Given an instance (with its respective features) we start from the root node. Compare the flower's petal length. If it is smaller than 2.45cm, follow the True option. If it leaf node already, then look at the class represented (setosa).

If length is greater than 2.45 instead, then follow the False route. If not leaf node, keep asking again to compare with the condition, and do the same thing as before. 

One advantage of doing decision tree is that features don't need to be scaled. And that they require little to no data preparation.

__Attributes of each node__:  

_samples_: how many training instances it applies to. For example, there are 100 instances with petal length greater than 2.45 cm, and among those 54 have petal width smaller than 1.75 cm.

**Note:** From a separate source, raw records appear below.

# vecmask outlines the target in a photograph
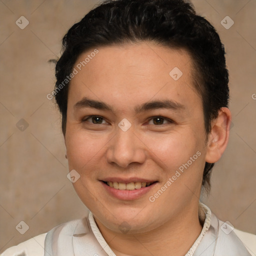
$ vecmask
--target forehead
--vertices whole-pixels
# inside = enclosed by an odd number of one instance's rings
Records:
[[[192,64],[186,50],[152,43],[92,48],[74,66],[78,74],[70,84],[68,102],[74,106],[86,96],[124,110],[150,100],[200,104]]]

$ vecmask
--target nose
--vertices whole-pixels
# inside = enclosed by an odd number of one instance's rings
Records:
[[[118,128],[116,135],[108,143],[106,160],[123,168],[132,163],[142,164],[146,159],[146,148],[134,129],[131,128],[124,132]]]

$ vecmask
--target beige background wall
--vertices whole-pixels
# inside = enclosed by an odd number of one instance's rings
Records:
[[[48,61],[60,56],[64,33],[97,2],[0,2],[0,251],[86,210],[66,176],[60,116],[46,98],[54,82]],[[222,220],[256,234],[256,1],[192,2],[226,45],[233,114],[228,146],[204,202]],[[22,16],[30,22],[24,30],[16,24]],[[228,30],[220,24],[226,16],[234,22]],[[16,126],[22,118],[26,123],[20,126],[28,125],[24,131]],[[24,234],[16,228],[22,220],[29,226]]]

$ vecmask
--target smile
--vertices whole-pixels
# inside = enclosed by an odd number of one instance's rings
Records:
[[[146,188],[152,185],[154,182],[130,182],[122,183],[115,182],[103,182],[108,186],[120,190],[139,190],[142,188]]]

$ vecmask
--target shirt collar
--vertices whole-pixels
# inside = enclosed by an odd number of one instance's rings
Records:
[[[198,217],[200,222],[204,223],[202,229],[200,234],[185,256],[192,256],[193,255],[210,226],[212,212],[208,207],[201,202],[200,202],[198,204]],[[103,250],[109,256],[116,256],[102,236],[102,233],[100,231],[95,222],[94,216],[91,212],[89,212],[88,219],[92,230]]]

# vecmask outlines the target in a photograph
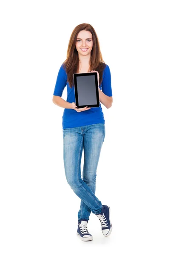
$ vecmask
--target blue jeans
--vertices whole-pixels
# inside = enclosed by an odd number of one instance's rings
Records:
[[[98,123],[63,129],[63,158],[68,184],[81,199],[78,219],[89,220],[91,211],[100,213],[102,204],[95,195],[96,172],[105,137],[105,125]],[[84,161],[82,179],[81,161]]]

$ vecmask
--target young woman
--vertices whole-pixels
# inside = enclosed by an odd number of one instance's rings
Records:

_value_: Number of training instances of each class this node applies to. Say for the node in bottom right, there are 0 Iris-Setosa, 1 Iris-Versicolor, and 45 Iris-Virginica.  

_gini_: measure impurity of a node, where impurity means that gini index is 0 (where all training instances it applies to belong to the same class). 

Calculating impurity:  
$$
G_i = 1 - \sum_{k=1}^{n}p_{i,k}^2
$$  
where $p_{i,k}$ is the ratio of class k instances among the training isntance of the i<sup>th</sup> node.  
    
0 Impurity means that like left node of depth 1, all 50 of the instances are considered as Iris-Setosa.  

Scikit learn sues the CART algorithm where it produces binary trees. But there may be other algorithms like ID3 that can produce ternary trees.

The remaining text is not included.